Johnny Humphreys, chair of the Texas Heatstroke Task Force, said most child vehicular heat deaths can be avoided by following some simple steps, such as the guidelines of the ACT prevention statement of Safe Kids Worldwide.
“The ‘A’ stands for avoid heatstroke injury by never leaving your child alone in a car,” Humphreys said. “Always lock your doors and trunks, including in your driveway or garage. The ‘C’ stands for routinely creating a reminder so you will check the back seat before you park and leave the vehicle. And the ‘T’ means to take action by calling 911 when you see a child left alone in a vehicle.”
Humphreys said Safe Kids Worldwide has released new prevention toolkits available for download at https://www.safekids.org/take-action-prevent-heatstroke.
“There are toolkits available for educators, parents, child care providers and first responders,” he said. “All of them include useful materials such as infographics and talking points.”
Humphreys said anyone interested in being part of the Texas Heatstroke Task Force, a statewide network of community educators who include heatstroke awareness or prevention in their daily activities, may email him at Humphreys.Johnny@gmail.com. They may also contact the task force at email@example.com to receive monthly updates regarding heat stroke and heat stroke awareness and prevention resources.
Additionally, the National Highway Traffic Safety Administration will conduct a child heat stroke prevention media campaign leading up to National Heatstroke Prevention Day July 31.
Kellner said to help avoid child vehicular heat deaths, parents and other caregivers should consider the following tips from Safe Kids and AgriLife Extension:
On leaving a child in a hot vehicle:
• Never leave infants or children in a parked vehicle, even if the windows are partially open.
• Make a habit of looking in the vehicle — front and back — before locking the door and walking away.
• When parking a multi-passenger vehicle, make sure there are no children sleeping on the seats or hiding under them.
• Put a purse, briefcase, gym bag, cellphone or another item that will be needed in the back seat to help ensure you look there before leaving the vehicle.
• Set the alarm on your cellphone or computer calendar as a reminder to verify you have not left a child unattended in your vehicle.
• If you see an unattended child in a vehicle, dial 911 immediately and follow any instructions provided by emergency personnel.
• On children getting into parked vehicles:
• Teach children not to play in and around vehicles.
• Always lock vehicles, even when in the garage or driveway.
• Never leave keys in the car and store them out of children’s reach.
• Identify and use safe play areas for children away from parked or moving vehicles.

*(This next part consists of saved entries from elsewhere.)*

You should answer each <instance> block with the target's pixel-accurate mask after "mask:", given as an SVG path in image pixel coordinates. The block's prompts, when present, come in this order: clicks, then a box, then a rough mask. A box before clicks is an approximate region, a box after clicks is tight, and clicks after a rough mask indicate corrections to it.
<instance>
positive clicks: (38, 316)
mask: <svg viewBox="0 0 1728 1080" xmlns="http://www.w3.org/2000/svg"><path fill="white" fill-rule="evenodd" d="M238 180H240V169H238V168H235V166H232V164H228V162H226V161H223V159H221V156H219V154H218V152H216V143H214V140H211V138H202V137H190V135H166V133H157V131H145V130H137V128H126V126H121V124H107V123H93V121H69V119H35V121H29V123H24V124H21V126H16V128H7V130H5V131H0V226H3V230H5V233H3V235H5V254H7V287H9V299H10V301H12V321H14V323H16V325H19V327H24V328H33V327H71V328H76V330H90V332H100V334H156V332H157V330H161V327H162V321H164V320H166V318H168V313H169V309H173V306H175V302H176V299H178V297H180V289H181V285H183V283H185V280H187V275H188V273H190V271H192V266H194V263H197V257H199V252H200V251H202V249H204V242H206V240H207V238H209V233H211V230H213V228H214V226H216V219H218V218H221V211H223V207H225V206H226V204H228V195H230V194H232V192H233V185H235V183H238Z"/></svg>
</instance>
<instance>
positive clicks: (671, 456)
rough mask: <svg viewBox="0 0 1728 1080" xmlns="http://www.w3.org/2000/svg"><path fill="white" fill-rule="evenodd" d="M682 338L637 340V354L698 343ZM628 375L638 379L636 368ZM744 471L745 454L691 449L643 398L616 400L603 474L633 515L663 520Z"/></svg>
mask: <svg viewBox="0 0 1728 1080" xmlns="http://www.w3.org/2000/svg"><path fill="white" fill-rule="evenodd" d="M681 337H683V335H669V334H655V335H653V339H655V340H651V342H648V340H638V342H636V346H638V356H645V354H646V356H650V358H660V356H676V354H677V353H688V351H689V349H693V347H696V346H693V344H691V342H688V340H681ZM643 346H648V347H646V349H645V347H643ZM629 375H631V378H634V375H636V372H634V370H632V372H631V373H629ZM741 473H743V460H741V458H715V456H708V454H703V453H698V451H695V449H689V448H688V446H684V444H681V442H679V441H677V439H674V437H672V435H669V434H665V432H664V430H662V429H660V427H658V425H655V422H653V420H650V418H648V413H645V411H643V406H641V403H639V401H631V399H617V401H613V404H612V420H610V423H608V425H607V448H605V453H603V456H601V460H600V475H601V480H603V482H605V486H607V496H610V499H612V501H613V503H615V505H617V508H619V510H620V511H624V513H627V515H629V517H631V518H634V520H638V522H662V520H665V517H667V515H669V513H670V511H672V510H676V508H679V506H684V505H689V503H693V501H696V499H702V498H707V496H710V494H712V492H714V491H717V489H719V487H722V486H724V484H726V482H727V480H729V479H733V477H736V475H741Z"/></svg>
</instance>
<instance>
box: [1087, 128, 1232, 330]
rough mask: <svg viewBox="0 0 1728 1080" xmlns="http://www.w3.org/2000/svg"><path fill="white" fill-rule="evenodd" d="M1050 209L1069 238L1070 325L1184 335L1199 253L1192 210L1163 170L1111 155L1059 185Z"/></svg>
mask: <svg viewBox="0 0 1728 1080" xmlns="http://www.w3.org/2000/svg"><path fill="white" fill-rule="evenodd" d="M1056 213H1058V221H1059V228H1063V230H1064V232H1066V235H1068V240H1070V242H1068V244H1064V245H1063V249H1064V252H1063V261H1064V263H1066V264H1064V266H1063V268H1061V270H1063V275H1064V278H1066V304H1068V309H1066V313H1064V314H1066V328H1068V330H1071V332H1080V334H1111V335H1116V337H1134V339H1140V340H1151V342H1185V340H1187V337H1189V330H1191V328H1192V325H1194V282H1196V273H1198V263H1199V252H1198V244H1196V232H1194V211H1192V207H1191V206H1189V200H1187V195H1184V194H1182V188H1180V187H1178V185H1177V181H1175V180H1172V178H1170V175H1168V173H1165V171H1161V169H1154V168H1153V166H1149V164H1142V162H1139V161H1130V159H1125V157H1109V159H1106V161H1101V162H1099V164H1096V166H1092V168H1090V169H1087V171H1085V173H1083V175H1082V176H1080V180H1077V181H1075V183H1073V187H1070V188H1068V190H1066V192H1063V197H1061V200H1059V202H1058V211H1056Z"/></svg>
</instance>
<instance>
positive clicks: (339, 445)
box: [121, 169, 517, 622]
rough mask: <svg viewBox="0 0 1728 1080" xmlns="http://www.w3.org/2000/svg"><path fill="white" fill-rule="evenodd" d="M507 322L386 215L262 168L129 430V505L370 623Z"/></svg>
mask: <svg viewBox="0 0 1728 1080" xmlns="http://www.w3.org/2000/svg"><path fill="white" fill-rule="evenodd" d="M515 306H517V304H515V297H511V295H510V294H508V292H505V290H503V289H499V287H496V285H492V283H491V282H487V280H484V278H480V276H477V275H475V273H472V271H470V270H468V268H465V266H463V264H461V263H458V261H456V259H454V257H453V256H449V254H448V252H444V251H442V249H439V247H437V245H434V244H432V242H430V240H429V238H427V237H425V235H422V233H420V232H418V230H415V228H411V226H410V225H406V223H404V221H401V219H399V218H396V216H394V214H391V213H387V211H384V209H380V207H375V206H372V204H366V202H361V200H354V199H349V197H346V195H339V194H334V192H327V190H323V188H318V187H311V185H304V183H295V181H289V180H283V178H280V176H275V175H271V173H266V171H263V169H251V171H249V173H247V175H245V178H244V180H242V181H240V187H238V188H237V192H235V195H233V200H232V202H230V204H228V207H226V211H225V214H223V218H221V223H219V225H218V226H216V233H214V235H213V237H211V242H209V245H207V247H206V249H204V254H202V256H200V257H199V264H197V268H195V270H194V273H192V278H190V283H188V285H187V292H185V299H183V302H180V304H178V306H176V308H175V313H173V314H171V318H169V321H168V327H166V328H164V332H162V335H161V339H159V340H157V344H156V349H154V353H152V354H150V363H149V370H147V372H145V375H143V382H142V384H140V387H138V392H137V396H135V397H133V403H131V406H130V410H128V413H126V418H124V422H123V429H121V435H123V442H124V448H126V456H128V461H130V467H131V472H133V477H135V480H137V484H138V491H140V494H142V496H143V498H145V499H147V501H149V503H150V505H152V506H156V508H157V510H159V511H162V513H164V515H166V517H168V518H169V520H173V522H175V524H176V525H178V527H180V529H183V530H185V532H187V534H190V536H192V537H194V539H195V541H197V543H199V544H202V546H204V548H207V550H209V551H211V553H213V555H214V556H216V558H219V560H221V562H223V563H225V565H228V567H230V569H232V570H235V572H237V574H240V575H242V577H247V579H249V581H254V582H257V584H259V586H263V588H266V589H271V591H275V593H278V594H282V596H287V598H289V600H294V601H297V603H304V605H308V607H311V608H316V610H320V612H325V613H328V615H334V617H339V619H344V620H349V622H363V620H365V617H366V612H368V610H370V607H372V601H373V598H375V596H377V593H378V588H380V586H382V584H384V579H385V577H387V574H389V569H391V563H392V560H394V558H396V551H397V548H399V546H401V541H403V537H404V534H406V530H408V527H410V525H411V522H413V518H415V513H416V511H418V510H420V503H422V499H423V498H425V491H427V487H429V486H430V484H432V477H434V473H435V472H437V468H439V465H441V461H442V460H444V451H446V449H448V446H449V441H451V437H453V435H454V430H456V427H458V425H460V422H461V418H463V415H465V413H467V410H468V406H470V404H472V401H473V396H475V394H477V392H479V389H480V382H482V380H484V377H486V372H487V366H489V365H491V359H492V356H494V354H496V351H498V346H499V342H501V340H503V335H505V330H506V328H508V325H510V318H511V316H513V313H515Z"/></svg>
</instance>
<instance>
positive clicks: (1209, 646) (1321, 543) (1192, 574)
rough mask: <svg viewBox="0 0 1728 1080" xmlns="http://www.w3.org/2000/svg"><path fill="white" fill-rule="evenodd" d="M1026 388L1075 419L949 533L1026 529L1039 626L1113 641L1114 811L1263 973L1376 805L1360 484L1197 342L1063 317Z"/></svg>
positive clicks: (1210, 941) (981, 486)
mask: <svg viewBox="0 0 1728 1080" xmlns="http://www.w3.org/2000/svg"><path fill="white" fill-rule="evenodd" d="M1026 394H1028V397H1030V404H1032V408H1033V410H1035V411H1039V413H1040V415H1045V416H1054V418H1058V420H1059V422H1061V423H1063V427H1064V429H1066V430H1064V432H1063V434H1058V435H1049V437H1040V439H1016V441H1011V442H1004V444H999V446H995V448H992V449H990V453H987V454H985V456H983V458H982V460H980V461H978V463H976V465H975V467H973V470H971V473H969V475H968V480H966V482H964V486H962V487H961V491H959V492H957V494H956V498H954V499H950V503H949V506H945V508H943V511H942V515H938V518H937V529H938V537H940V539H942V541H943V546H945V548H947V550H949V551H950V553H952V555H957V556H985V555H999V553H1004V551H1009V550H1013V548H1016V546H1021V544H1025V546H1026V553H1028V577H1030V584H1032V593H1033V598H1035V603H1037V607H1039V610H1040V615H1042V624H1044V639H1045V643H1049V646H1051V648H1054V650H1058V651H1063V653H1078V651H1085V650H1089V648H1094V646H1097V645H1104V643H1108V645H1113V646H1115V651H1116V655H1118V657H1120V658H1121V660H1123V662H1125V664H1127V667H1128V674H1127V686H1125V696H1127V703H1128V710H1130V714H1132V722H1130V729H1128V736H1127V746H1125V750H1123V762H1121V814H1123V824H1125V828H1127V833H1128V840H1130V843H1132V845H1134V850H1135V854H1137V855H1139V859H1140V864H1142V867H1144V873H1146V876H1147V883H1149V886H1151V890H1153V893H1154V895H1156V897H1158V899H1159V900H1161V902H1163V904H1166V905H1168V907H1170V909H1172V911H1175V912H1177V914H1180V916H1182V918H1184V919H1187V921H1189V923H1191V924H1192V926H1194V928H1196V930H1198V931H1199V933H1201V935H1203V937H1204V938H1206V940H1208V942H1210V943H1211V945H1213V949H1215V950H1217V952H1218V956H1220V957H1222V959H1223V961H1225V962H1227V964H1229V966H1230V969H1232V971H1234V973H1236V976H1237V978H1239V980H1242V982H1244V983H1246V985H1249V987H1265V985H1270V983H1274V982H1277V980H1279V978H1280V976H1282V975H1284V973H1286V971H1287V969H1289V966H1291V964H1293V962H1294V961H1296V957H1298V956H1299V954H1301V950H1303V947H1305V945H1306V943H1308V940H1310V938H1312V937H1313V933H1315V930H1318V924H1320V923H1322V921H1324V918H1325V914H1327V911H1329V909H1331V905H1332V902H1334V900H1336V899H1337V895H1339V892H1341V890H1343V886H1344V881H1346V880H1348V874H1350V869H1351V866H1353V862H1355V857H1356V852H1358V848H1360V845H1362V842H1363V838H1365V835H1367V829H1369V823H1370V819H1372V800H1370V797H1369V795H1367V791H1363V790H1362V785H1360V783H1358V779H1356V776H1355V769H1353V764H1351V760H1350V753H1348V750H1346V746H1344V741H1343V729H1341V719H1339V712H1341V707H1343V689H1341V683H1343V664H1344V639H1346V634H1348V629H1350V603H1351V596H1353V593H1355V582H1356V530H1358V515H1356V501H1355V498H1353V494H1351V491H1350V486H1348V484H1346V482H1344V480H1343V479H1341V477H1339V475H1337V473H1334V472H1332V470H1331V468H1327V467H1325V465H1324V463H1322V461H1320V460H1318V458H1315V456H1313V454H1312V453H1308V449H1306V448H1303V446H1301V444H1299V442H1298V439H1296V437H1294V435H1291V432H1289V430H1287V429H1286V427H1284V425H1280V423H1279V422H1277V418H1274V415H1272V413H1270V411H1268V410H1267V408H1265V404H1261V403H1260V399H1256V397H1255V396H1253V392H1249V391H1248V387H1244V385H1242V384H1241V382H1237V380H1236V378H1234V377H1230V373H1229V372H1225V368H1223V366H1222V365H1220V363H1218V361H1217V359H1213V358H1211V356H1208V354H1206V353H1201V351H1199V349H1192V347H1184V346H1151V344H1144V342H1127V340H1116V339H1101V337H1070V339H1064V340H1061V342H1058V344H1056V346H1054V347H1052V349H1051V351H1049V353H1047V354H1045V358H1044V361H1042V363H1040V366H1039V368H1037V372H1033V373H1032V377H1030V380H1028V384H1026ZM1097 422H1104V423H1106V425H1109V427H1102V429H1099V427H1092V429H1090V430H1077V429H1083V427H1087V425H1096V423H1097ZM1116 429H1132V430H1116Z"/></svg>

“Also, if a caregiver notices a child is missing, it’s always a good idea to make your vehicle one of the first places to look, including the trunk or storage area,” Kellner said.
She also noted other ways to help avoid children being accidentally locked in hot vehicles are to use drive-thru services when available and to pay for gas at the pump with a debit or credit card as opposed to going inside.
“We hope if people use these preventive measures we can avoid further needless child vehicular heat deaths,” Kellner said.